The set operation is used to forcefully overwrite a value. While standard updates (e.g., 'status' => 'active') act as a "set", the explicit syntax is useful when updating lists or ensuring specific type handling in complex schemas.

src/Lib/Services/UserService.php
<?php

// 5. Set: Force a specific value (Atomic replacement)
$user = Prisma::getInstance()->user->update([
    'where' => ['id' => $userId],
    'data'  => [
        'score' => ['set' => 0],            // Reset score to 0
        'tags'  => ['set' => ['banned']]  // Replace all tags
    ]
]);

Pro Tip

Use set when you need to completely replace a list or scalar and don't care about the previous value.
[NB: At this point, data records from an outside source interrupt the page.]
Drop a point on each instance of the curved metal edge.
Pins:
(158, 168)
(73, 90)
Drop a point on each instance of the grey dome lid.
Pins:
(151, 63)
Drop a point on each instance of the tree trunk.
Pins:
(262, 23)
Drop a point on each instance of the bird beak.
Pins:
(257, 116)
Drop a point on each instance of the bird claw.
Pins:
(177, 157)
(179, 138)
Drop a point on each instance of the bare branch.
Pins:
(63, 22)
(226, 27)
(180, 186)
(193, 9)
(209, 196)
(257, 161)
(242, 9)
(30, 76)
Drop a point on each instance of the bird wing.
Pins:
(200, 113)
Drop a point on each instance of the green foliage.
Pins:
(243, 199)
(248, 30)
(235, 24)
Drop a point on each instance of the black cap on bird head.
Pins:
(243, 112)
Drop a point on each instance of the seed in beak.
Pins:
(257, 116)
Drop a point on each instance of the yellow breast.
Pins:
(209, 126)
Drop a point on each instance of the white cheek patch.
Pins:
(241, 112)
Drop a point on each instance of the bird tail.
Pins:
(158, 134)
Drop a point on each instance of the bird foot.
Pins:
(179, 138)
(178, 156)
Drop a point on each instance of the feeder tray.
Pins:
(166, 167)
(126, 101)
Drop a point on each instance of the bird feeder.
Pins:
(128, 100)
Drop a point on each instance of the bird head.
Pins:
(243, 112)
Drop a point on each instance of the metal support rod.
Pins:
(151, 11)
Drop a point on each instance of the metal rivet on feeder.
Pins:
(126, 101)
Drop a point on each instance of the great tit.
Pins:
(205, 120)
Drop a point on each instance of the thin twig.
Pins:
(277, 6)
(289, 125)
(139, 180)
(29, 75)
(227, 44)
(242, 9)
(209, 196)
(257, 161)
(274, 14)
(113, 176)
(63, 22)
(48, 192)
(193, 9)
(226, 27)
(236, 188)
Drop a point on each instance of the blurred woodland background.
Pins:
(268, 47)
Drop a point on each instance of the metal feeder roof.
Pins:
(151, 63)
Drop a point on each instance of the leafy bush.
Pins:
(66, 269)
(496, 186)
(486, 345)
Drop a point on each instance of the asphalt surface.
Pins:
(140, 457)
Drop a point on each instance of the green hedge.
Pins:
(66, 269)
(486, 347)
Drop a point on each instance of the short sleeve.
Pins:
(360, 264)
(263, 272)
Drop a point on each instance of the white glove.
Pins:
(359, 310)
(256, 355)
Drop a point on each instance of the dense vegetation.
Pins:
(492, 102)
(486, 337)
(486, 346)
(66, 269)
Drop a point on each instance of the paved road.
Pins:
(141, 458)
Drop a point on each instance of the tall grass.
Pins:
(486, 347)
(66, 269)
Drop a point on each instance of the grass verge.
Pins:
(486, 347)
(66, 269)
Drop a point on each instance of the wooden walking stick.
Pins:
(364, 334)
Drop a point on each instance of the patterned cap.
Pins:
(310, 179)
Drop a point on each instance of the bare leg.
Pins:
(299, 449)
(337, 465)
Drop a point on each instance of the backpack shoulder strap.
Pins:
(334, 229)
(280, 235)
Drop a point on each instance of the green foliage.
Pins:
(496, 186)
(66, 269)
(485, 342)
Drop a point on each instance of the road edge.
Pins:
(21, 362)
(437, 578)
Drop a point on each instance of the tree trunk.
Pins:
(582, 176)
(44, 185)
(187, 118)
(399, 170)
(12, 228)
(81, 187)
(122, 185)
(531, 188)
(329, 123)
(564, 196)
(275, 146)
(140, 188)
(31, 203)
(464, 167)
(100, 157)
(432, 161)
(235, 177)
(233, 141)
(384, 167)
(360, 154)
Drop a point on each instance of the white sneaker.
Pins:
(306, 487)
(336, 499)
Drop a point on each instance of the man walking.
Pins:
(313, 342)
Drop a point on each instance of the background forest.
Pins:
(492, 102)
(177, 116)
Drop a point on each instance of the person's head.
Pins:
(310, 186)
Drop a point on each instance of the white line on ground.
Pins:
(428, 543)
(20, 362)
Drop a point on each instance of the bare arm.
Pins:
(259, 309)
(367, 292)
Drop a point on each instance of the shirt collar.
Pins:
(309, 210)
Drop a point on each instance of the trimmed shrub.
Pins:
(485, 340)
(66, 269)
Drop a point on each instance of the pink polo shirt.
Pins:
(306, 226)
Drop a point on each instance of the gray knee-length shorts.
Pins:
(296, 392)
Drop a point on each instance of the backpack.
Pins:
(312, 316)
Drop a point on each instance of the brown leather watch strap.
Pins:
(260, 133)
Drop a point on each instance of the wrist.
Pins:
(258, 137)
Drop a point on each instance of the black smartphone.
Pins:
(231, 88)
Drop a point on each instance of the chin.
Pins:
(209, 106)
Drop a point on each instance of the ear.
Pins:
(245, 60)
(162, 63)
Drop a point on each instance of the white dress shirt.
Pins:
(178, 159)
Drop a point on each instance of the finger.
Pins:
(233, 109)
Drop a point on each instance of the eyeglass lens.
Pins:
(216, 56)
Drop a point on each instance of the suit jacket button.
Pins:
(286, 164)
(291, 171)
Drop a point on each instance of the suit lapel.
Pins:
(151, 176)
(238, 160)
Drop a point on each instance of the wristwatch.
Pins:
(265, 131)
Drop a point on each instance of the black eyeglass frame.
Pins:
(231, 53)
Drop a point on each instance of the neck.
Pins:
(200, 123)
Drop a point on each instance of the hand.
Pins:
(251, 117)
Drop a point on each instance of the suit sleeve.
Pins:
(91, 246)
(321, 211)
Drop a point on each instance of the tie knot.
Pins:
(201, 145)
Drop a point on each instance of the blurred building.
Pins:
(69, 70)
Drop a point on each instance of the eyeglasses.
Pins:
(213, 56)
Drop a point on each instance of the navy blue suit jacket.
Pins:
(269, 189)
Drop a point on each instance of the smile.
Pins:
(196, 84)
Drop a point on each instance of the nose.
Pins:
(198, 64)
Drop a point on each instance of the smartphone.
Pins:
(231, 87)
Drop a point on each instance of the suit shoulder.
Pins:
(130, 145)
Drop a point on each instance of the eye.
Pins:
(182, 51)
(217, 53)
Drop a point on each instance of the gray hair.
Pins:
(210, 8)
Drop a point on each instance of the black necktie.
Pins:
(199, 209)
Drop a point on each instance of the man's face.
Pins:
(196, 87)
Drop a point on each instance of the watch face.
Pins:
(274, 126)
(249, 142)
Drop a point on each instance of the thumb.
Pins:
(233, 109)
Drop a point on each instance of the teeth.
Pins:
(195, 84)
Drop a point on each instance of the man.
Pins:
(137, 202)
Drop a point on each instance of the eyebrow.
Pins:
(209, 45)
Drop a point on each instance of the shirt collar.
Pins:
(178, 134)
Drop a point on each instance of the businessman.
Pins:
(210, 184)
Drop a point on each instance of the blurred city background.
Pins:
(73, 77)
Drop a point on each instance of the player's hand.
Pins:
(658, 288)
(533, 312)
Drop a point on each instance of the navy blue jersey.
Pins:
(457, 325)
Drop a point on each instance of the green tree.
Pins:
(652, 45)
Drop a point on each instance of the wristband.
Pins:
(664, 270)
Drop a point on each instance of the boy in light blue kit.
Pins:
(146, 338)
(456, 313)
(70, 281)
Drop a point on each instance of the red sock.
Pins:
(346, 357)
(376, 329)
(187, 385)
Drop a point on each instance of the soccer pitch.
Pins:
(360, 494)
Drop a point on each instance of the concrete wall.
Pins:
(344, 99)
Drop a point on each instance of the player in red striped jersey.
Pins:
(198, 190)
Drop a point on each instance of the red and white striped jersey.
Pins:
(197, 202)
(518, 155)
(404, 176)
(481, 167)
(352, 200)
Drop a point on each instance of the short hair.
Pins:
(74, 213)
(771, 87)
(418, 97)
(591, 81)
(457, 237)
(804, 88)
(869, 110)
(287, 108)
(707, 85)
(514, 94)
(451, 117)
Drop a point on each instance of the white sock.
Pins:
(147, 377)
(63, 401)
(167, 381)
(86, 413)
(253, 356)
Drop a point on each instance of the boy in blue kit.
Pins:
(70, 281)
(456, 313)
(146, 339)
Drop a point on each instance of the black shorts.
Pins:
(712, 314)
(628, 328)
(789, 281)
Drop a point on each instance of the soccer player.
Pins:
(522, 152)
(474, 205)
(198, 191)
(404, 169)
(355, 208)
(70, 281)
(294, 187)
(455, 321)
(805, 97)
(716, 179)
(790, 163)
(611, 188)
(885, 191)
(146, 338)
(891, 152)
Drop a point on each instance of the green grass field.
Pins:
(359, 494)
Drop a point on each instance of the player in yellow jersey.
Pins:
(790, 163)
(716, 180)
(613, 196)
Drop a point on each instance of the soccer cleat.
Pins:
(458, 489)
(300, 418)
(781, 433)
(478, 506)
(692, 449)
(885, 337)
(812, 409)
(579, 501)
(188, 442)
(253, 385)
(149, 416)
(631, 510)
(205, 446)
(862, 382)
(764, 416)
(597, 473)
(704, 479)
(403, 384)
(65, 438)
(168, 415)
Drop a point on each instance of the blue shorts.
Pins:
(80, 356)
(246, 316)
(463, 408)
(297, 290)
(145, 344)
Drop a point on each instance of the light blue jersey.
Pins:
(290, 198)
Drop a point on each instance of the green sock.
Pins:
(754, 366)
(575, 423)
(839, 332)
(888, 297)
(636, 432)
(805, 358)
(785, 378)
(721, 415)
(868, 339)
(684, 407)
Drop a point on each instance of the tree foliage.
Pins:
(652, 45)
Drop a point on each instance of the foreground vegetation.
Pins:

Use increment when the change is relative to the current state.

Operation Reference

Operation Input Type Use Case Example Syntax
increment Int, Float Counting views, likes, steps. ['increment' => 1]
decrement Int, Float Reducing inventory, spending credits. ['decrement' => 50]
multiply Int, Float Compound interest, tax application. ['multiply' => 1.05]
divide Int, Float Unit conversion, splitting costs. ['divide' => 2]
set Any Hard resets, overwriting relations. ['set' => 0]

Best Practices

Concurrency

  • Always use decrement for stock/inventory.
  • Never calculate new values in PHP variables for shared data.

Data Types

  • Ensure your DB column allows negative values if decrement can go below zero.
  • Use Float columns for divide operations to avoid rounding errors.